TuringLang · yebai · Jul 21, 2022 · Jul 3, 2022 · Jul 6, 2022 · Jul 6, 2022
diff --git a/tutorials/13-seasonal-time-series/13_seasonal_time_series.jmd b/tutorials/13-seasonal-time-series/13_seasonal_time_series.jmd
@@ -0,0 +1,328 @@
+---
+title: Bayesian Time Series Analysis
+permalink: /:collection/:name/
+weave_options:
+  error : false
+---
+
+In time series analysis we are often interested in understanding how various real-life circumstances impact our quantity of interest.
+These can be, for instance, season, day of week, or time of day.
+To analyse this it is useful to decompose time series into simpler components (corresponding to relevant circumstances)
+and infer their relevance.
+In this tutorial we are going to use Turing for time series analysis and learn about useful ways to decompose time series.
+
+# Modelling time series
+
+Before we start coding, let us talk about what exactly we mean with time series decomposition.
+In a nutshell, it is a divide-and-conquer approach where we express a time series as a sum or a product of simpler series.

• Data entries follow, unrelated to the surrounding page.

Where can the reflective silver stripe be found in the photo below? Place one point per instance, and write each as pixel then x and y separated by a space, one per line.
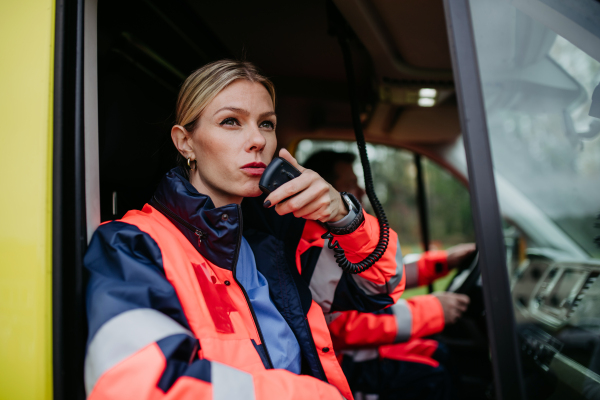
pixel 230 383
pixel 411 269
pixel 360 355
pixel 372 288
pixel 403 321
pixel 325 278
pixel 330 317
pixel 123 336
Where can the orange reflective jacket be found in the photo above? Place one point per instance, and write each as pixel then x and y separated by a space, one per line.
pixel 167 318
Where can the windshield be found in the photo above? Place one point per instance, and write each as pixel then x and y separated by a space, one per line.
pixel 540 81
pixel 539 63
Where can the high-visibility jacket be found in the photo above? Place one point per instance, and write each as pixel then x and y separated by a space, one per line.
pixel 168 320
pixel 416 317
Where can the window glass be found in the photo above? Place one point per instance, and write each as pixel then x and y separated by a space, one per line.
pixel 394 178
pixel 450 221
pixel 539 65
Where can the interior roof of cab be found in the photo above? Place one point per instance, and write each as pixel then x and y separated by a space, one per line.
pixel 399 48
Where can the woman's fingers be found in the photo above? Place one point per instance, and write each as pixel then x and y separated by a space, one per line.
pixel 315 196
pixel 290 189
pixel 307 196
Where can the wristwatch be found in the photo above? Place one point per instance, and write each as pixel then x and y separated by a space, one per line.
pixel 348 202
pixel 350 222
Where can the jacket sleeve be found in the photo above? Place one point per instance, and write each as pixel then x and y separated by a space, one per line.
pixel 140 344
pixel 423 269
pixel 334 290
pixel 416 317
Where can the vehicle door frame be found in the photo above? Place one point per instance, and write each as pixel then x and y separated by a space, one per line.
pixel 506 363
pixel 75 190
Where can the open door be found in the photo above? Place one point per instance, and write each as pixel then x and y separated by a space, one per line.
pixel 527 76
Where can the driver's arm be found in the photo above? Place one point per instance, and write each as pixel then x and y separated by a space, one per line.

+For instance, the time series $f(t)$ can be decomposed into a sum of $n$ components
+
+$$f(t) = \sum_{i=1}^n f_i(t),$$
+
+or we can decompose $g(t)$ into a product of $m$ components
+
+$$g(t) = \sum_{i=1}^m g_i(t).$$
+
+We refer to this as *additive* or *multiplicative* decomposition respectively.
+This type of decomposition is great since it lets us reason about individual components, which makes encoding prior information and interpreting model predictions very easy.
+Two common components are *trends*, which represent the overall change of the time series (often assumed to be linear),
+and *cyclic effects* which contribute oscillating effects around the trend.
+Let us simulate some data with an additive linear trend and oscillating effects.
+
+```julia
+using StatsPlots, Turing, Statistics, LinearAlgebra, Random
+Random.seed!(12345)
+true_sin_freq = 2
+true_sin_amp = 5
+true_cos_freq = 7
+true_cos_amp = 2.5
+tmax = 10
+β_true = 2
+α_true = -1
+tt = 0:0.05:tmax
+f₁(t) = α_true + β_true * t
+f₂(t) = true_sin_amp * sinpi(2 * t * true_sin_freq / tmax)
+f₃(t) = true_cos_amp * cospi(2 * t * true_cos_freq / tmax)
+f(t) = f₁(t) + f₂(t) + f₃(t)
+
+plot(f, tt; label="f(t)", title="Observed time series", legend=:topleft, linewidth=3)
+plot!(
+    [f₁, f₂, f₃],
+    tt;
+    label=["f₁(t)" "f₂(t)" "f₃(t)"],
+    style=[:dot :dash :dashdot],
+    linewidth=1,
+)
+```
+
+Even though we use simple components, combining them can give rise to fairly complex time series.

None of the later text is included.